20 Jahre nachdem es das erste Moleskine-Notizbuch zu kaufen gab, klettern die Umsatzzahlen des Mailänder Unternehmens immer weiter in die Höhe. Es war Maria Sebregondi, die in den 1990er Jahren auf der Suche nach einer Geschäftsidee die Geschichte um Moleskine erfand. Wenn sie heute in ihrem Büro in Mailand über die Marke spricht, dann hört man sie überall, die vielen großen Versprechen, die Moleskine seinen Kunden macht: Kreativität, Inspiration, Einzigartigkeit, Selbstverwirklichung, Identität.

„Wir hatten den Ehrgeiz, eine kulturelle Marke zu schaffen. Das verbanden wir mit unseren Leidenschaften fürs Reisen, Geschäftemachen und für die Ästhetik“, sagt die Italienerin. „Ein Teil der Magie von Moleskine kommt auch dadurch zustande, dass der kreative Aspekt in all den Jahren durch Tausende Menschen geprägt wurde, die ihre Erlebnisse mit dem Notizbuch im Internet teilen.“

Prägend für die Marke war zunächst aber die Verknüpfung prominenter Namen längst verstorbener Künstler, Dichter und Denker. Moleskine wirbt damit, das Erbe des legendären Notizbuches der Künstler und Intellektuellen der vergangenen zwei Jahrhunderte zu sein – von Vincent Van Gogh und Pablo Picasso bis Ernest Hemingway. Bruce Chatwin schrieb in seinem Reisetagebuch „Traumpfade“ über Notizbücher namens Moleskine, die es in einer Pariser Papeterie zu kaufen gab. Sebregondi regte die Neuauflage an.
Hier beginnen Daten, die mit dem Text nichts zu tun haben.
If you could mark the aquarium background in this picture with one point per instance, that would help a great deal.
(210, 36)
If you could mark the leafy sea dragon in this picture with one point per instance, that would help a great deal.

„Moleskine hat ein ganz großes Pfund: Es ist diese Geschichte, die sie aufgebaut haben, auch wenn sie nur zum Teil stimmt“, sagt Rainer Pfuhler vom Marktanalyseinstitut Rheingold. „Die Geschichte haben sie nicht so gelassen, sondern in die Neuzeit übertragen – und so eine ganze Welt für die Kreativen, Intellektuellen, Hippen geschaffen.“ Und diese Welt besteht nicht mehr länger nur aus dem leeren, schwarzen Notizbuch, sondern aus Kalendern, Stiften, Brief- und Reisetaschen sowie Leseleuchten. Dass das Notizbuch auch ein bisschen „old school“ ist, sei keine Schwäche, sondern als Kontrast zur schnelllebigen Welt vielmehr die Stärke der Branche, sagt Pfuhler.


Moleskine setzt auch auf Kooperationen mit Softwareunternehmen. Sebregondi sagt: „Wir glauben an die Kraft des Papiers, aber wir schauen immer über den Tellerrand, darauf, wie wir das Papier erweitern können.“ Die Seiten des neuen „smarten“ Notizbuchs sind immer noch aus Papier, lassen sich aber über einen Stift ins Digitale übertragen. Noch machen diese neuen Produkte aber nur wenige Prozent von Moleskines Gewinn aus.